To compute for standard normal variable, three essential parameters are needed and these parameters are value (x), mean (μ) and standard deviation (σ).

The formula for calculating standard normal variable:

z = ^{(x – μ)} ⁄ _{σ}

Where;

z = Standard Normal Variable
x = Value
μ = Mean
σ = Standard Deviation

Let’s solve an example;
Find the standard normal variable when the value is 4, the mean is 20 and the standard deviation is 26.

This implies that;

x = Value = 4
μ = Mean = 20
σ = Standard Deviation = 26

z = ^{(x – μ)} ⁄ _{σ}
z = ^{(4 – 20)} ⁄ _{26}
z = ^{(-16)} ⁄ _{26}
z = -0.615

Therefore, the standard normal variable is -0.615.
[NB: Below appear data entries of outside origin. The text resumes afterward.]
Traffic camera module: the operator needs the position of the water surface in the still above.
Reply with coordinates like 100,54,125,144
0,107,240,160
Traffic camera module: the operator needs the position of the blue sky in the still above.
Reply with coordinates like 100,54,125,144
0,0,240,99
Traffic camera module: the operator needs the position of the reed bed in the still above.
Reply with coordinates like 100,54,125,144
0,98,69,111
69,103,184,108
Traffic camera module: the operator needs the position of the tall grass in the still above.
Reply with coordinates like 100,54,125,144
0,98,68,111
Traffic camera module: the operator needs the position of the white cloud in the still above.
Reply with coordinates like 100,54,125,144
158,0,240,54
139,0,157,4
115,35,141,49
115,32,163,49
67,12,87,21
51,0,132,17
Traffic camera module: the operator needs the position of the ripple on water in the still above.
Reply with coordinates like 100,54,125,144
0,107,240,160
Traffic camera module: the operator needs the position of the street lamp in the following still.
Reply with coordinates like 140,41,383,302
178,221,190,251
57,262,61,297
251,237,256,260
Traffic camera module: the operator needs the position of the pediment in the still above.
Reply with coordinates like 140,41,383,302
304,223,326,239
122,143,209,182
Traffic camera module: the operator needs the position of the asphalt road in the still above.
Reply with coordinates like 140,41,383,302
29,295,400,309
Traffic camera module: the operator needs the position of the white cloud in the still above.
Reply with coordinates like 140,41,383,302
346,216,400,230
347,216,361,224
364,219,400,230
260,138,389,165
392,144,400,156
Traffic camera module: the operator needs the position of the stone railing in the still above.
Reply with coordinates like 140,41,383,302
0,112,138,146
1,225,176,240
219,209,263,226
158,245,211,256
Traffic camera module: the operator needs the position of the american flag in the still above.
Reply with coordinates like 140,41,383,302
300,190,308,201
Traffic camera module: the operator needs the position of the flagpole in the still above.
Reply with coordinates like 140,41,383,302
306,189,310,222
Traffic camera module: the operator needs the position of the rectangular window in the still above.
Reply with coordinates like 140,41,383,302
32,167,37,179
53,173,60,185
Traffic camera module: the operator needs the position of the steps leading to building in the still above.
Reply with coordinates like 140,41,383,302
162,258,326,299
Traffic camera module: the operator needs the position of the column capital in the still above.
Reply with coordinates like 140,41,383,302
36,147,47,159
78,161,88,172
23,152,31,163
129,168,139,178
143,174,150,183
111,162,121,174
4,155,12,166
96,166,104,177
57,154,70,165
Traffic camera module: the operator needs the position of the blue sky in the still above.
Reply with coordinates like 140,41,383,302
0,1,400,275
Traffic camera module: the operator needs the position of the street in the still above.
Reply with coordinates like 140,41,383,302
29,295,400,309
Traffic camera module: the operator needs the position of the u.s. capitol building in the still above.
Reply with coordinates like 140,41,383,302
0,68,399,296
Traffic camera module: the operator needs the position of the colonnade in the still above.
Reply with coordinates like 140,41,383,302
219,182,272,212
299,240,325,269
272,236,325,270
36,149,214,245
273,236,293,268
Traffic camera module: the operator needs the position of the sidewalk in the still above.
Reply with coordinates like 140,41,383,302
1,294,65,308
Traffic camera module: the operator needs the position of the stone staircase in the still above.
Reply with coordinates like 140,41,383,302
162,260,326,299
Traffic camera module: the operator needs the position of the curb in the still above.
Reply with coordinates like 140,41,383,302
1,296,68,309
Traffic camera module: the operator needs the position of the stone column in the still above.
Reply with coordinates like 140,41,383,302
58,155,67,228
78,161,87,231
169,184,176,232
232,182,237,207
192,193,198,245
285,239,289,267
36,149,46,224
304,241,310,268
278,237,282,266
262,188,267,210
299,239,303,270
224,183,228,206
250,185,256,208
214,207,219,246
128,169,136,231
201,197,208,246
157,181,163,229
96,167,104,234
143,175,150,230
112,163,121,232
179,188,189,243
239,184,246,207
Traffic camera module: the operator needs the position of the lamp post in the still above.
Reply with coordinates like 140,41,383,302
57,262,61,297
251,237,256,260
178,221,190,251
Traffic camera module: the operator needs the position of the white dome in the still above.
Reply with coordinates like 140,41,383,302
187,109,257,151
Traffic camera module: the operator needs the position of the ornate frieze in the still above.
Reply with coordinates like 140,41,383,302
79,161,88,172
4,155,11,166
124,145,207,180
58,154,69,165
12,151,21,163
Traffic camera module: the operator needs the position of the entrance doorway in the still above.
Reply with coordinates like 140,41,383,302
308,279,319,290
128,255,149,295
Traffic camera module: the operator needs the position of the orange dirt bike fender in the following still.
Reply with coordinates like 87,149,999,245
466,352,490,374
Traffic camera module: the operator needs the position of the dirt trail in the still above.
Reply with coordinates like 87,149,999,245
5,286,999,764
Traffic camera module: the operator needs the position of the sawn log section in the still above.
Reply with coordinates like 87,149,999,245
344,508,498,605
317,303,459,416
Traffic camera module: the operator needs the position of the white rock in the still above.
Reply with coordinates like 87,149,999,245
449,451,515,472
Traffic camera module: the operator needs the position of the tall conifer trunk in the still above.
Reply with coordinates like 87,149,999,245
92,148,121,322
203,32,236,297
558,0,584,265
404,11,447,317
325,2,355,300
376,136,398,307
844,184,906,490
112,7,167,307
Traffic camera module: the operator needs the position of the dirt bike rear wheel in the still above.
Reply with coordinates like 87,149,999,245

To compute for standard deviation, three essential parameters are needed and these parameters are Number of possible outcomes in any single trial (n), Probability of a success in any single trial (p) and Probability of a failure in any single trial (q).

The formula for calculating standard deviation:

σ = √(npq)

Where;

σ = Standard deviation
n = Number of Possible Outcomes in Any Single Trial
p = Probability of a Success in Any Single Trial
q = Probability of a Failure in Any Single Trial

Let’s solve an example;
Find the standard deviation when the number of possible outcomes in any single trial is 14, the probability of a success in any single trial is 0 and the probability of a failure in any single trial is 1.

This implies that;

n = Number of Possible Outcomes in Any Single Trial = 14
p = Probability of a Success in Any Single Trial = 0
q = Probability of a Failure in Any Single Trial = 1

σ = √(npq)
σ = √((14)(0)(1))
σ = √(0)
σ = 0

Therefore, the standard deviation is 0.

Calculating for Number of Possible Outcomes in Any Single Trial when the Standard Deviation, the Probability of a Success in Any Single Trial and the Probability of a Failure in Any Single Trial is Given.

n = ^{σ}^{2} / _{pq}

Where;

n = Number of Possible Outcomes in Any Single Trial
σ = Standard deviation
p = Probability of a Success in Any Single Trial
q = Probability of a Failure in Any Single Trial

Let’s solve an example;
Given that standard deviation is 5, the probability of a success in any single trial is 1 and the probability of a failure in any single trial is 1. Find the number of possible outcomes in any single trial?

This implies that;

σ = Standard deviation = 5
p = Probability of a Success in Any Single Trial = 1
q = Probability of a Failure in Any Single Trial = 1

n = ^{σ}^{2} / _{pq}
n = ^{5}^{2} / _{1 x 1}
n = ^{25} / _{1}
n = 25

Therefore, the number of possible outcomes in any single trial is 25.